Input: arr[] = {1, 2, 2}
Output: Yes
Explanation: 
One of the possible ways to color is:  {“Red”, “blue”, “blue”}.

  1. For arr[0](=1), there is exactly 1 distinct color, which is “blue”.
  2. For arr[1](=2), there are exactly 2 distinct colors, which are “blue” and “red”.
  3. For arr[2](=3), there are exactly 2 distinct colors, which are “blue” and “red”.
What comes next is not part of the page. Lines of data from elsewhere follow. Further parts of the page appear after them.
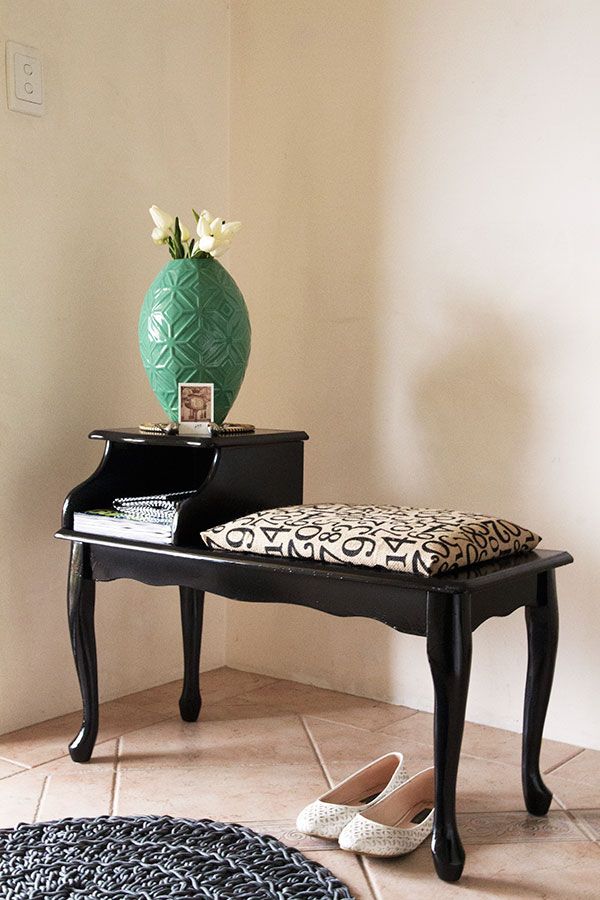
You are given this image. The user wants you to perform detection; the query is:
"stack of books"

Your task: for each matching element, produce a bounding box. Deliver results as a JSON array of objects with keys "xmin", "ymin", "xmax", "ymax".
[{"xmin": 73, "ymin": 491, "xmax": 196, "ymax": 544}]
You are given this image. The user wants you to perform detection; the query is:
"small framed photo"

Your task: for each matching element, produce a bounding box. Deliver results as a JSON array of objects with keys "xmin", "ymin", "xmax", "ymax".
[{"xmin": 179, "ymin": 382, "xmax": 215, "ymax": 435}]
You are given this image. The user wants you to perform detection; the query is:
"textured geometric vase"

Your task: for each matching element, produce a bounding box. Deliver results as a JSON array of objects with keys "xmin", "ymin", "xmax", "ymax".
[{"xmin": 139, "ymin": 257, "xmax": 250, "ymax": 422}]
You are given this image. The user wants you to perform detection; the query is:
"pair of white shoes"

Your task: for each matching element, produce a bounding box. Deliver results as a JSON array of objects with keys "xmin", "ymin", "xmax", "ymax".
[{"xmin": 296, "ymin": 753, "xmax": 434, "ymax": 856}]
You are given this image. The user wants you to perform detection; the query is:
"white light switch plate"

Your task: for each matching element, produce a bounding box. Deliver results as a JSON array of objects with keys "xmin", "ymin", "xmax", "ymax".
[{"xmin": 6, "ymin": 41, "xmax": 45, "ymax": 116}]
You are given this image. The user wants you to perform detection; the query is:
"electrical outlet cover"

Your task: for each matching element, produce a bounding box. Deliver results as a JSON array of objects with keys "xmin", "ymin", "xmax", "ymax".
[{"xmin": 6, "ymin": 41, "xmax": 45, "ymax": 116}]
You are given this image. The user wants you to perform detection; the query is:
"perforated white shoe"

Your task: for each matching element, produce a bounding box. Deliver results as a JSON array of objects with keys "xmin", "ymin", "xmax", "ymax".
[
  {"xmin": 339, "ymin": 769, "xmax": 435, "ymax": 856},
  {"xmin": 296, "ymin": 753, "xmax": 408, "ymax": 840}
]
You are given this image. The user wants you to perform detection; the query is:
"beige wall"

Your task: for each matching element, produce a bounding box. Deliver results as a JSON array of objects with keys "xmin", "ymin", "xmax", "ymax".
[
  {"xmin": 228, "ymin": 0, "xmax": 600, "ymax": 747},
  {"xmin": 0, "ymin": 0, "xmax": 229, "ymax": 732}
]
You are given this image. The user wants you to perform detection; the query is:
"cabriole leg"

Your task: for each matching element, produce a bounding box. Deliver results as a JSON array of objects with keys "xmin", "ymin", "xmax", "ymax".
[
  {"xmin": 427, "ymin": 591, "xmax": 471, "ymax": 881},
  {"xmin": 179, "ymin": 587, "xmax": 204, "ymax": 722},
  {"xmin": 521, "ymin": 569, "xmax": 558, "ymax": 816},
  {"xmin": 67, "ymin": 542, "xmax": 98, "ymax": 762}
]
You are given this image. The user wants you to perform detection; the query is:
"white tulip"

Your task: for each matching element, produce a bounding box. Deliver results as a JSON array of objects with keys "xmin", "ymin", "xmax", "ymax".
[
  {"xmin": 152, "ymin": 227, "xmax": 169, "ymax": 244},
  {"xmin": 148, "ymin": 206, "xmax": 175, "ymax": 230},
  {"xmin": 196, "ymin": 209, "xmax": 211, "ymax": 239},
  {"xmin": 196, "ymin": 209, "xmax": 242, "ymax": 257},
  {"xmin": 198, "ymin": 234, "xmax": 217, "ymax": 253}
]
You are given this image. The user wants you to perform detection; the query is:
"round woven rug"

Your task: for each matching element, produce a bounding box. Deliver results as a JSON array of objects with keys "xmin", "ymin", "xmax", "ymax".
[{"xmin": 0, "ymin": 816, "xmax": 352, "ymax": 900}]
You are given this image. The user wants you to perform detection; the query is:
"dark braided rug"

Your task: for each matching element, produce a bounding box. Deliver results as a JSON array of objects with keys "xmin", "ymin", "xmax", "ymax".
[{"xmin": 0, "ymin": 816, "xmax": 353, "ymax": 900}]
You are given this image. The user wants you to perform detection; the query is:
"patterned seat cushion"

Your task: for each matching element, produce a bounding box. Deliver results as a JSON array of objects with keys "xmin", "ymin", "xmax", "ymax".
[{"xmin": 201, "ymin": 503, "xmax": 541, "ymax": 575}]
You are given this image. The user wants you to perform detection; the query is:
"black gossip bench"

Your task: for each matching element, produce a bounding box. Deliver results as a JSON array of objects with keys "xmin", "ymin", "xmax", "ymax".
[{"xmin": 56, "ymin": 429, "xmax": 572, "ymax": 881}]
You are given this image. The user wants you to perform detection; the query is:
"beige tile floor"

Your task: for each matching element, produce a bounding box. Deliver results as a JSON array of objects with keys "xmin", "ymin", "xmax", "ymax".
[{"xmin": 0, "ymin": 669, "xmax": 600, "ymax": 900}]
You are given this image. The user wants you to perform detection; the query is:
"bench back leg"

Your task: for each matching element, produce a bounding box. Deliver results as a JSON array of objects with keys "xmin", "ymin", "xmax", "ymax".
[
  {"xmin": 521, "ymin": 569, "xmax": 558, "ymax": 816},
  {"xmin": 179, "ymin": 587, "xmax": 204, "ymax": 722},
  {"xmin": 427, "ymin": 591, "xmax": 472, "ymax": 881},
  {"xmin": 67, "ymin": 541, "xmax": 98, "ymax": 762}
]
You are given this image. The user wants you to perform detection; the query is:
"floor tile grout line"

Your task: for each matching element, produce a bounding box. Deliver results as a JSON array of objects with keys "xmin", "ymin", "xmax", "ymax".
[
  {"xmin": 32, "ymin": 775, "xmax": 52, "ymax": 822},
  {"xmin": 108, "ymin": 735, "xmax": 123, "ymax": 816},
  {"xmin": 369, "ymin": 712, "xmax": 420, "ymax": 737},
  {"xmin": 543, "ymin": 747, "xmax": 586, "ymax": 775},
  {"xmin": 354, "ymin": 853, "xmax": 381, "ymax": 900},
  {"xmin": 0, "ymin": 756, "xmax": 31, "ymax": 777},
  {"xmin": 565, "ymin": 807, "xmax": 596, "ymax": 841},
  {"xmin": 299, "ymin": 716, "xmax": 333, "ymax": 788},
  {"xmin": 0, "ymin": 713, "xmax": 179, "ymax": 780}
]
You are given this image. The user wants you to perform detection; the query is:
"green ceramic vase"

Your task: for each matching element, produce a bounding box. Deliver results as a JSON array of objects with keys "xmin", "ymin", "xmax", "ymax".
[{"xmin": 139, "ymin": 257, "xmax": 251, "ymax": 422}]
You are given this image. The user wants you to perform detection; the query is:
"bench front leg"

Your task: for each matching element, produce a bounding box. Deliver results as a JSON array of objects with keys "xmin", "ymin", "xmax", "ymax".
[
  {"xmin": 179, "ymin": 587, "xmax": 204, "ymax": 722},
  {"xmin": 521, "ymin": 569, "xmax": 558, "ymax": 816},
  {"xmin": 67, "ymin": 541, "xmax": 98, "ymax": 762},
  {"xmin": 427, "ymin": 591, "xmax": 471, "ymax": 881}
]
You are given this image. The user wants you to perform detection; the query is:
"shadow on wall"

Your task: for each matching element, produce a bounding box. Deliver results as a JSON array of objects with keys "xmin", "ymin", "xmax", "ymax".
[{"xmin": 413, "ymin": 298, "xmax": 533, "ymax": 516}]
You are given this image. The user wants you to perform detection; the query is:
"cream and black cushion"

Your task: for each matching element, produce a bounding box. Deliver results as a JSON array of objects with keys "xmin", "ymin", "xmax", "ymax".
[{"xmin": 201, "ymin": 503, "xmax": 541, "ymax": 575}]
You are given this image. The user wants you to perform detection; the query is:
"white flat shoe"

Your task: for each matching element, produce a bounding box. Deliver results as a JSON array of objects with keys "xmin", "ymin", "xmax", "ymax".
[
  {"xmin": 339, "ymin": 769, "xmax": 435, "ymax": 856},
  {"xmin": 296, "ymin": 753, "xmax": 408, "ymax": 840}
]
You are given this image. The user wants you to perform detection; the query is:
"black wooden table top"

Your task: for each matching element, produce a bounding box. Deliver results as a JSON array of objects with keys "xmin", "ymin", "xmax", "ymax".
[{"xmin": 88, "ymin": 428, "xmax": 308, "ymax": 447}]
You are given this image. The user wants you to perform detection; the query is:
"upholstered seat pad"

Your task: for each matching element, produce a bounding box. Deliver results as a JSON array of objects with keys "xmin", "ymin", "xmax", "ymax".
[{"xmin": 201, "ymin": 503, "xmax": 541, "ymax": 575}]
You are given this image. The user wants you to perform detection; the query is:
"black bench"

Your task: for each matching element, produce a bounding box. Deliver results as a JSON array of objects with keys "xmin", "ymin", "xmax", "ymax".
[{"xmin": 56, "ymin": 429, "xmax": 572, "ymax": 881}]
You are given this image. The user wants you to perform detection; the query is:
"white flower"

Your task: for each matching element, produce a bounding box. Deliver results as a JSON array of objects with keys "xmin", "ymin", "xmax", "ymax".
[
  {"xmin": 196, "ymin": 209, "xmax": 242, "ymax": 257},
  {"xmin": 148, "ymin": 206, "xmax": 175, "ymax": 230},
  {"xmin": 152, "ymin": 227, "xmax": 169, "ymax": 244}
]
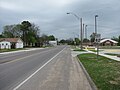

Input: arr[] = {4, 3, 4, 3, 4}
Output: No

 

Approach: The problem can be solved based on the following observations:



  1. For 2 objects, there are N-2 objects common while calculating the number of distinct colors. Therefore, there can be a difference of at most 1 between the maximum and minimum element of the array arr[].
  2. Now there are two cases:
    1. If the maximum and minimum elements are equal, then the answer is “Yes”,  only if the element is N – 1 or the element is less than or equal to N/2, because every color can be used more than once.
    2. If the difference between the maximum and minimum element is 1, then the number of distinct colors in the N object must be equal to the maximum element, because the minimum element is 1 less than the maximum element.
      • Now, assuming the frequency of the minimum element as X and the frequency of the maximum element as Y, then the answer is “Yes” if and only if X+1 ≤ A ≤ X+ Y/2 (observation-based).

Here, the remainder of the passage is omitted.